Nestin expression and the assembly state of vimentin in MDBK cells. (A and B) All cells display a filamentous vimentin pattern (VIM, red), but fewer are positive for nestin (NES, green), as determined by double indirect immunofluorescence. During mitosis, cells exhibiting brighter nestin fluorescence contain a rather punctate vimentin and nestin pattern (C and D), whereas cells expressing no or low levels of nestin have a filamentous vimentin network (E and F). Mitotic chromosomes are stained with toto-3 (blue). Bar, 10 μm.

Figure 6

Nestin-specific siRNA prevents the disassembly of vimentin IFs in mitotic BHK-21 cells. Interphase cells display filamentous vimentin (VIM, red) and nestin (NES, green) networks that are very similar to each other (A–C, double-label and merged images). After cells were treated with nestin siRNA, nestin fluorescence was greatly reduced or nondetectable in many cells. Reduction of nestin expression had no detectable effect on the expression or the organization of endogenous vimentin (D–F, double-label and merged images).
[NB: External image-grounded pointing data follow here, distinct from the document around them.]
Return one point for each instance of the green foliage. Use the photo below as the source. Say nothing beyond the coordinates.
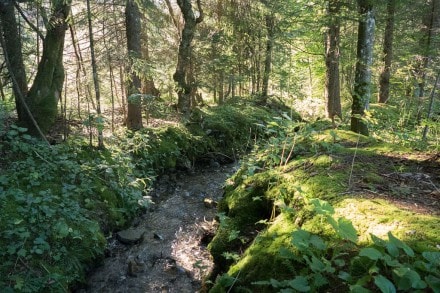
(386, 266)
(315, 238)
(55, 204)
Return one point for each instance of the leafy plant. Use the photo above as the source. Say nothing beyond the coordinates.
(385, 266)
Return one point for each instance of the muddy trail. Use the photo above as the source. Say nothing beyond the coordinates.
(165, 249)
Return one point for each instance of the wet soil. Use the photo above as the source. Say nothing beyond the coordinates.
(172, 256)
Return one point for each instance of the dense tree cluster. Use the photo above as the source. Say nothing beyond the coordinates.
(55, 52)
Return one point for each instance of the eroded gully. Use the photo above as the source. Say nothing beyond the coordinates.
(172, 254)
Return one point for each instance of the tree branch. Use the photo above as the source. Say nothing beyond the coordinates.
(201, 15)
(33, 27)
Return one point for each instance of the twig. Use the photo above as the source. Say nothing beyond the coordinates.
(352, 162)
(33, 27)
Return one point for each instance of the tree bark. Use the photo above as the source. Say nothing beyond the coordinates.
(185, 86)
(46, 89)
(133, 29)
(362, 83)
(384, 81)
(13, 48)
(95, 78)
(428, 42)
(270, 27)
(332, 86)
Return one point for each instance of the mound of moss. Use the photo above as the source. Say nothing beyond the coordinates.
(327, 226)
(57, 203)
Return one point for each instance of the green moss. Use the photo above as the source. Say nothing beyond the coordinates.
(324, 164)
(262, 260)
(379, 217)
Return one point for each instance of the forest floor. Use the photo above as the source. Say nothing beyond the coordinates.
(414, 188)
(172, 255)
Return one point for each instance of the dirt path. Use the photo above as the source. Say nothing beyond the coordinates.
(172, 256)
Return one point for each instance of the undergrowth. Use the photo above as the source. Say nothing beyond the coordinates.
(298, 217)
(59, 202)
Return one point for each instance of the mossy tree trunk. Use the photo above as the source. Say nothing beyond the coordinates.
(181, 76)
(384, 80)
(270, 27)
(13, 49)
(99, 120)
(133, 30)
(362, 82)
(429, 43)
(332, 37)
(46, 89)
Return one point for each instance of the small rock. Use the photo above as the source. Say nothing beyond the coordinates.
(130, 236)
(134, 268)
(209, 203)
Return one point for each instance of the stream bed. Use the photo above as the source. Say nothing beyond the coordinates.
(171, 254)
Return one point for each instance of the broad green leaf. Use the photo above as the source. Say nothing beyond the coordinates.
(433, 282)
(317, 242)
(400, 244)
(371, 253)
(392, 249)
(377, 240)
(384, 284)
(432, 256)
(300, 284)
(344, 276)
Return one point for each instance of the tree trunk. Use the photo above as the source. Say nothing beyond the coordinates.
(133, 28)
(384, 81)
(13, 48)
(46, 89)
(428, 42)
(362, 83)
(332, 87)
(99, 121)
(270, 27)
(185, 87)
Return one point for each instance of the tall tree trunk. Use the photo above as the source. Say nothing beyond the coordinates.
(270, 27)
(185, 86)
(362, 83)
(95, 78)
(384, 81)
(46, 89)
(133, 28)
(13, 49)
(429, 42)
(332, 86)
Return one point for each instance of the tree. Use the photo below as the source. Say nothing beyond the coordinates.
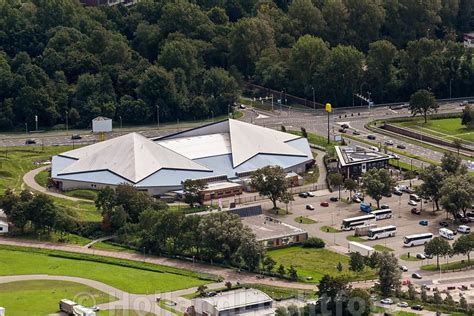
(389, 274)
(351, 185)
(411, 292)
(337, 180)
(457, 194)
(430, 188)
(356, 262)
(437, 247)
(293, 273)
(192, 191)
(270, 181)
(377, 183)
(281, 270)
(464, 245)
(423, 102)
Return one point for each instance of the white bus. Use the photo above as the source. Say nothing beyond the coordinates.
(382, 214)
(416, 240)
(353, 222)
(382, 232)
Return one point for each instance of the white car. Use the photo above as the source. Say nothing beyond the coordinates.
(402, 304)
(387, 301)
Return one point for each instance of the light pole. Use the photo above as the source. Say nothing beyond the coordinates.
(158, 116)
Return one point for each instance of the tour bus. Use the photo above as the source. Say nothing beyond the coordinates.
(382, 214)
(446, 233)
(416, 240)
(382, 232)
(353, 222)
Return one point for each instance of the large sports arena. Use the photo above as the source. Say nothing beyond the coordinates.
(221, 151)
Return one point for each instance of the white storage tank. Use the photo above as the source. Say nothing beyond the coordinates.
(101, 125)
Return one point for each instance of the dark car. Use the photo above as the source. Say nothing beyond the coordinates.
(415, 211)
(397, 192)
(417, 307)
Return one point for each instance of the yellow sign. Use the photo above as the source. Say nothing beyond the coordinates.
(328, 107)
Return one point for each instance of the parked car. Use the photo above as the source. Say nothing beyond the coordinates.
(417, 307)
(464, 229)
(420, 256)
(423, 222)
(415, 211)
(387, 301)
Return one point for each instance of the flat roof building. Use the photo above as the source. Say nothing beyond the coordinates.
(354, 161)
(219, 151)
(238, 302)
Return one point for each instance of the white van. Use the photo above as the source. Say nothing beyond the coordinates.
(446, 233)
(464, 229)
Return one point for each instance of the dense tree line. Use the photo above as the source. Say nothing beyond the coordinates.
(60, 59)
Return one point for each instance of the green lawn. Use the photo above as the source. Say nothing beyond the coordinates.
(304, 220)
(448, 266)
(41, 297)
(147, 278)
(315, 263)
(329, 229)
(447, 128)
(42, 178)
(382, 248)
(82, 194)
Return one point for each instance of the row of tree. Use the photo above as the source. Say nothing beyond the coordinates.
(185, 60)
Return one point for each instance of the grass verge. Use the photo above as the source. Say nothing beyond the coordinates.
(147, 277)
(41, 297)
(315, 263)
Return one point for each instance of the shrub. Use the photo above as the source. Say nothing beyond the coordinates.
(314, 242)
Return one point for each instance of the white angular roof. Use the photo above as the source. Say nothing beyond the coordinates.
(248, 140)
(132, 156)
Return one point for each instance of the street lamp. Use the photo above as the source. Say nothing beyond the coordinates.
(158, 116)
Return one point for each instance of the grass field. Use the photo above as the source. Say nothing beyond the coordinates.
(41, 297)
(147, 278)
(446, 128)
(315, 263)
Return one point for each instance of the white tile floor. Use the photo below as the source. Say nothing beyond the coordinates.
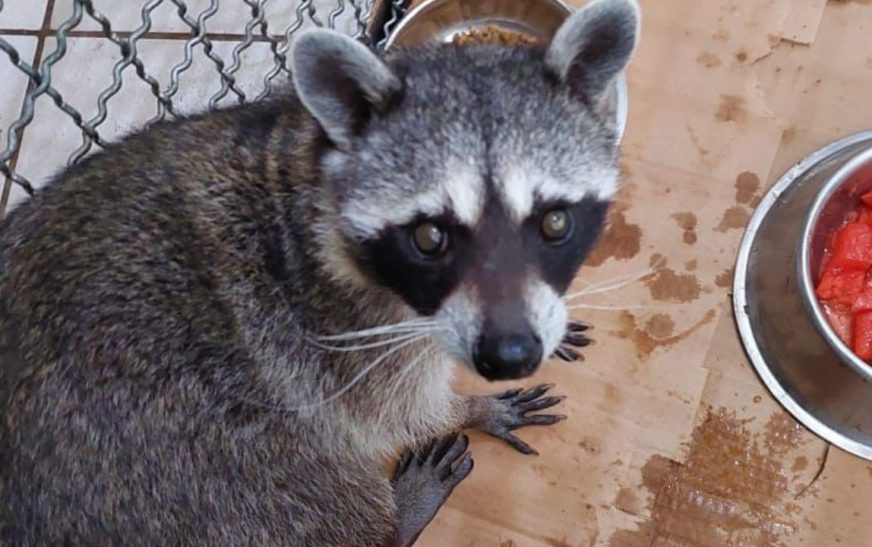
(85, 71)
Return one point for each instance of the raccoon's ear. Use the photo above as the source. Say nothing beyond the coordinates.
(594, 45)
(340, 82)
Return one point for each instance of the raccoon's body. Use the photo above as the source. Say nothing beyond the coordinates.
(216, 331)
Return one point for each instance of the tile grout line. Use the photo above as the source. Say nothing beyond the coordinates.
(37, 59)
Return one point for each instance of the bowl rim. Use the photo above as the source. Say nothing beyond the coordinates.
(426, 5)
(806, 276)
(741, 303)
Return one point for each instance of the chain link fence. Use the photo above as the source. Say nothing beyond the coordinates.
(93, 70)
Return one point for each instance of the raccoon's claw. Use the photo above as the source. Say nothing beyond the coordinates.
(578, 326)
(574, 339)
(511, 410)
(568, 355)
(423, 480)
Untreated mitotic cells had both vimentin and nestin in a punctate pattern (G–I). In mitotic cells, in which the nestin signal was greatly reduced by nestin siRNA, the vimentin remained in a filamentous pattern (J and K). The mitotic state of the cells was identified by condensed chromosomes in blue. (L) Immunoblotting analysis of vimentin and nestin in cell lysates derived from cells untreated (−) or treated (+) with luciferase GL2 siRNA (GL2) or nestin siRNA (NES). Bar, 10 μm.

Figure 7

The expression of nestin does not affect the phosphorylation state of endogenous vimentin. IF-enriched preparations from untransfected (A and B) and nestin-transfected (38% transfection rate; C and D) CHO cells were analyzed by two-dimensional gel electrophoresis, and the phosphorylation states of vimentin were determined by the relative abundance of unphosphorylated and phosphorylated (more acidic) electrophoretic variants. In interphase samples (A and C), vimentin is largely unphosphorylated (marked as V, open circle), and only a small fraction of it exits as a more acidic variant (closed circle). However, when cells enter mitosis, the phosphorylation state of vimentin changes significantly (B and D), with the majority of the vimentin present as two more acidic variants (closed circles), and only a small fraction of it remains unphosphorylated (open circle). The positions of the endogenous actin (A), which is frequently associated with crude IF preparations, and the exogenously added ΔC-vimentin (ΔC) were used as mobility reference points.